“The Price of A Maid”: Girl With A Pearl Earring by Tracy Chavalier
“He saw things in a way that others did not, so that a city I had lived in all my life seemed a different place, so that a woman became beautiful with the light on her face” – Griet
I have read this book about three times now. I think it’s fascinating how Tracy Chavalier thought of Griet’s story by looking at Vermeer’s painting. Every time I read this book, I am amazed by how Chavalier herself seems to be the true artist in this book from the way she paints the scenes for readers. For example, the story begins at Griet’s house, when she is about to meet Johannes Vermeer and his wife for the first time. Griet is chopping vegetables in her kitchen when she hears voices outside her door, “…a woman’s, bright as polished brass, and a man’s, low and dark like the wood of the table [she] was working on” (3). In their voices, she hears “rich carpets…books and pearls and fur” (3), while in her mother’s voice, she hears “a cooking pot, a flagon” (3). It is the way Chavalier phrases things, like how Vermeer speaks his wife’s name “as if he held cinnamon in his mouth” (4) that draws me to this book.
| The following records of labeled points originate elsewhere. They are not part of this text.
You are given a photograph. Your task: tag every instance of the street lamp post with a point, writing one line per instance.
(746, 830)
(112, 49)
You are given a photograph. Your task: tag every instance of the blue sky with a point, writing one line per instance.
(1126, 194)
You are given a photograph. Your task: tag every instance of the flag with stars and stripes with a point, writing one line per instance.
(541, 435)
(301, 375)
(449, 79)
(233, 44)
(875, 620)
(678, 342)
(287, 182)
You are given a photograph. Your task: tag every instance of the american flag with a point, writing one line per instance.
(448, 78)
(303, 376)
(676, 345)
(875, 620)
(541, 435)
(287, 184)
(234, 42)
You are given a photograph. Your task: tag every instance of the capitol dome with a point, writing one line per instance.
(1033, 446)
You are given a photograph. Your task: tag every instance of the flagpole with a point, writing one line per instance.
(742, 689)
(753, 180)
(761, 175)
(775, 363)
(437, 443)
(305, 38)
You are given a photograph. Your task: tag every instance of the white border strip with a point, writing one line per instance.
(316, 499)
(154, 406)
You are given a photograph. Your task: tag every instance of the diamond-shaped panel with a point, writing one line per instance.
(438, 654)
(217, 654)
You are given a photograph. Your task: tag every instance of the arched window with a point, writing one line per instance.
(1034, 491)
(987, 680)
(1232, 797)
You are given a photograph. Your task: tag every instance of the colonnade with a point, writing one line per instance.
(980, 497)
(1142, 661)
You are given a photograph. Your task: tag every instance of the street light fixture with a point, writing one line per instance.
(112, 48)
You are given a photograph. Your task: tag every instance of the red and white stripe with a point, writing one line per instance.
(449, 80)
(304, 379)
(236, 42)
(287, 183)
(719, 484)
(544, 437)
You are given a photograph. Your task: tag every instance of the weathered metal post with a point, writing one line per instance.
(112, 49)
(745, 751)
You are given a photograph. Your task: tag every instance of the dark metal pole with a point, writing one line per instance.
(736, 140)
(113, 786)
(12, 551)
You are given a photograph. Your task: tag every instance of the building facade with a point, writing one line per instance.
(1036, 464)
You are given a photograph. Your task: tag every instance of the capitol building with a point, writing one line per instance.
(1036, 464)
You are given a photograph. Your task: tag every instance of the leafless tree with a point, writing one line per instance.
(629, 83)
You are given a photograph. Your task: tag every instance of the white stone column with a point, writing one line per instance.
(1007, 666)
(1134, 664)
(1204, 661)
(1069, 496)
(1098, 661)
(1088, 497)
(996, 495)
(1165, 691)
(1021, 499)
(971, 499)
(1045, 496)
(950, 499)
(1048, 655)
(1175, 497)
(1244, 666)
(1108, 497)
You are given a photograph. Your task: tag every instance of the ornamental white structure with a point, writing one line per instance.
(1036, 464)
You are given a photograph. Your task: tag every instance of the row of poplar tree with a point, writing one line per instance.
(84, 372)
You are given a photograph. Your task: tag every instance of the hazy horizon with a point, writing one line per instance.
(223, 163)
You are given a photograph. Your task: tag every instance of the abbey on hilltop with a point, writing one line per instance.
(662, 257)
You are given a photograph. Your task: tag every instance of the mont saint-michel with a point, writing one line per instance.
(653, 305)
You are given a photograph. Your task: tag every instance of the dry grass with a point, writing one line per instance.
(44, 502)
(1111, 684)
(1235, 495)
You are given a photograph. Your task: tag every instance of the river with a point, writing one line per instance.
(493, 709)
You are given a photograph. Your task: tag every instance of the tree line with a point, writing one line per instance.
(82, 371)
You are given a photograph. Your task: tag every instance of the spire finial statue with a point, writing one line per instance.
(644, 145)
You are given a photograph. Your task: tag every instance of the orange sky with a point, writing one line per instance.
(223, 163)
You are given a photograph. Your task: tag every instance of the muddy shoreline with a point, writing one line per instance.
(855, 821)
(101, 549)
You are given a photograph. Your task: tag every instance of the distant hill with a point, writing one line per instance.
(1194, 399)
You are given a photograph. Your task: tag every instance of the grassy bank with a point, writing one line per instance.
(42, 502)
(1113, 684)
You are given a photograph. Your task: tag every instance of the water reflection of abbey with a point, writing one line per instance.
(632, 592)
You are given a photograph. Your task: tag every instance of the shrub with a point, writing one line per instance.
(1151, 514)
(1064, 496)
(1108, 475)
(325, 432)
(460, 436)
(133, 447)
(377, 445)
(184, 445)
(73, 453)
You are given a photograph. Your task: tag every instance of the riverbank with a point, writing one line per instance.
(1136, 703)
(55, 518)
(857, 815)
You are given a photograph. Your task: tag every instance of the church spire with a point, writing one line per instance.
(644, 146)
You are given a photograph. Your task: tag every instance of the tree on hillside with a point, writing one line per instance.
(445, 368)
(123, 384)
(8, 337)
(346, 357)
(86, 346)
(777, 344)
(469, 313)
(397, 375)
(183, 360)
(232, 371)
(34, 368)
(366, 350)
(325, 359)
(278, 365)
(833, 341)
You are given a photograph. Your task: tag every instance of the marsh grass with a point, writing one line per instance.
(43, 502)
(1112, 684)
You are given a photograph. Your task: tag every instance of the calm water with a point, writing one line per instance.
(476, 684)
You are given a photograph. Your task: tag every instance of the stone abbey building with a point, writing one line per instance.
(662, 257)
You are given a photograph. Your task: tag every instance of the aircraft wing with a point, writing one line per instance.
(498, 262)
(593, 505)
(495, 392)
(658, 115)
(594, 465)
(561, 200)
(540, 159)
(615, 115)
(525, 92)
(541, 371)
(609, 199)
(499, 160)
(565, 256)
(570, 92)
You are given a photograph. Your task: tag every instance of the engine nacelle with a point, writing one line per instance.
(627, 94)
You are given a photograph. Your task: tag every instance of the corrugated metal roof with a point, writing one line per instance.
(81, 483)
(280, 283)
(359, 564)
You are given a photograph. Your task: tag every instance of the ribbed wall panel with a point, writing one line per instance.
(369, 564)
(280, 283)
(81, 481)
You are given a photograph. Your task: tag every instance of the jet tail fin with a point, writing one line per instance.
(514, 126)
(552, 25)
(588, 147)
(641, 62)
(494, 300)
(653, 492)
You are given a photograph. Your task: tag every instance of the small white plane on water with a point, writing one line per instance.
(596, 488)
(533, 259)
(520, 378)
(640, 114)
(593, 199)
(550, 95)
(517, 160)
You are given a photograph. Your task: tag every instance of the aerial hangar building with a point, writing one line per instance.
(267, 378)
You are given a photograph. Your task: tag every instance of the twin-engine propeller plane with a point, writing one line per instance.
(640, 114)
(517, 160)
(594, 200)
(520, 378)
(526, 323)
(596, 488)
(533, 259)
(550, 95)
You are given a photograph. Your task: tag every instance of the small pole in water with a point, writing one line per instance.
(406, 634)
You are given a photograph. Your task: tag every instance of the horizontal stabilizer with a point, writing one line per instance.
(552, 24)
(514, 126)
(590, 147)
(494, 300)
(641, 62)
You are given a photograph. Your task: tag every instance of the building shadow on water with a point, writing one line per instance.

What stands out to me the most is the story behind the earrings Griet wears in the painting. It didn’t occur to me in the past, but for some reason, I realized how unhappy I was for Griet and how her story turned out. When Catharina sees her husband’s painting of Griet, she raises hell, as everyone expected her to. She turns to her husband and asks, “Why have you never painted me?” and he says to her, “You and the children are not a part of this world. You are not meant to be” (215). Even though he loves her, and speaks her name as if he held cinnamon in his mouth, he seems to have a clear boundary between the world that belongs to his painting, and the world that doesn’t. Therefore, despite the strong feelings Griet has for him, in Vermeer’s eyes, Griet may have just been a maid, albeit an interesting one. When Vermeer asked her to wear his wife’s earrings for the painting, Griet had refused, saying “Maids do not wear pearls” (194). To which Vermeer replied, “You know that the painting needs it, the light that the pearl reflects. It won’t be complete otherwise” (195). So in the painting, Griet is looking over her shoulder, her wild curly hair hidden, her mouth slightly open like Vermeer asked, with Vermeer’s wife’s earrings in her ears. For such a painting, she had to sacrifice her position as a maid. Although, the fact that she, the maid, had feelings for Vermeer, an artist with a family, was never a good idea to begin with.
Book: Chevalier, Tracy. Girl with a Pearl Earring. Plume, 1999.